Trump swept into office pledging to restore the U.S. economy to the good old days of brawny work and global swagger. He had a vision of the United States where the exports would be bigger, the trade deals would be better, and “forgotten” Americans working in declining sectors like coal mining would be restored to their rightful place at the center of the economy. This bold strategy hinged on the theory that trade wars were “good, and easy to win.”

None of those promises have come to pass, either. Let’s go through them one by one. The U.S. manufacturing sector is practically in a recession. The ISM index, a key measure of that industry’s health, registered its lowest number in 10 years. Real exports of goods and services have declined in the past year, after peaking in 2018. Mining jobs have declined in the past 12 months, too.

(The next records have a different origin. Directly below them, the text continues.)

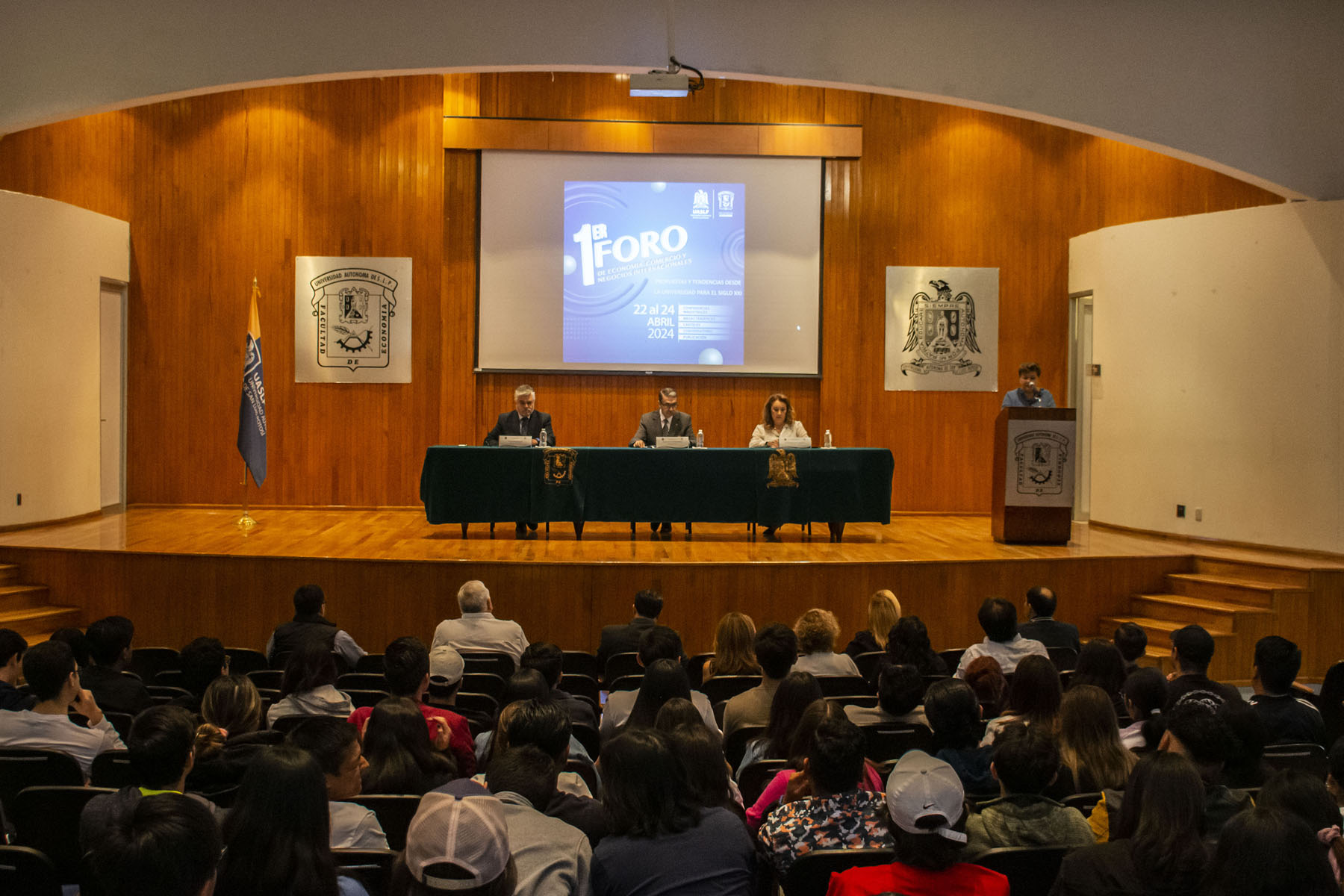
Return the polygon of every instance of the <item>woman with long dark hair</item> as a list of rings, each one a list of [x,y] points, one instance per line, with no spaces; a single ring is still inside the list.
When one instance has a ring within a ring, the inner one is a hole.
[[[1111,841],[1064,857],[1050,896],[1193,896],[1207,866],[1204,782],[1185,756],[1156,752],[1129,776]]]
[[[367,896],[336,876],[328,811],[323,770],[306,751],[259,754],[224,818],[216,896]]]
[[[349,696],[336,689],[336,658],[321,641],[305,641],[289,654],[280,680],[280,700],[266,711],[266,724],[284,716],[340,716],[355,712]]]
[[[602,803],[612,834],[593,850],[595,896],[750,896],[755,848],[741,819],[702,807],[668,736],[628,728],[602,747]]]
[[[423,795],[457,776],[457,764],[434,750],[425,716],[409,697],[386,697],[364,728],[366,794]]]
[[[747,743],[742,762],[738,763],[738,775],[742,770],[759,759],[785,759],[789,755],[789,743],[793,732],[798,727],[798,720],[813,701],[821,700],[821,682],[809,672],[790,672],[780,682],[770,701],[770,721],[765,733]]]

Finally, hovering in the background behind declining investment, sputtering manufacturing, and wilting exports is the trade war with China, which has proved neither “good” nor “easy” for American businesses.

All of this might make it sound as if the U.S. economy is a disaster. It’s not. As I wrote earlier this month, we are in the midst of the longest labor-market recovery in American history, and the stock market has set new all-time highs almost every year this decade.

So how do we reconcile these two facts: The promises of the Republican tax plan have failed as spectacularly as Trump’s grand vision of a New American Mercantilism, and the U.S. economy as a whole is actually doing fine for now?

The answer, basically, is that while the Trump can’t deliver, the American consumer continues to chug along. Consumer spending, which was the one bright spot in yesterday’s GDP report, beat forecasts by rising nearly 3 percent. Unemployment is at a 60-year low, and wage growth has accelerated for the poorest workers. (Ironically, these positive trends have been buoyed by large federal deficits, which break another Trump campaign promise.)

While the president has tried to engineer a return to the economy of the 1950s, based on manufacturing and trade surpluses, the country is racing inexorably toward a very different economy, dominated by both high-tech firms and low-tech services. Since 2018, service-sector jobs (at hospitals and restaurants and software companies) have grown five times faster than those from the “goods-producing” economy (in construction, manufacturing, and mining). There is a cliché that Millennials prefer experiences over things. You could say the same about the U.S. economy, which is devoting more and more spending to health care, education, and consulting.

This isn’t necessarily a good thing. We could use more things in this country—particularly things that people can live in, otherwise known as apartments and houses. Private and public investment in fixed capital like real estate has declined tremendously as a share of GDP in the past 60 years. This fact has contributed to a housing shortage, particularly on the coasts, which has made homeownership nearly impossible for the middle class near America’s richest cities.

Some debates about Trump seem split between those who consider him infallible and those who consider him dangerously all-powerful. When it comes to the economy, he is rather obviously neither—both too stuck in the past to help the economy and too weak to destroy it.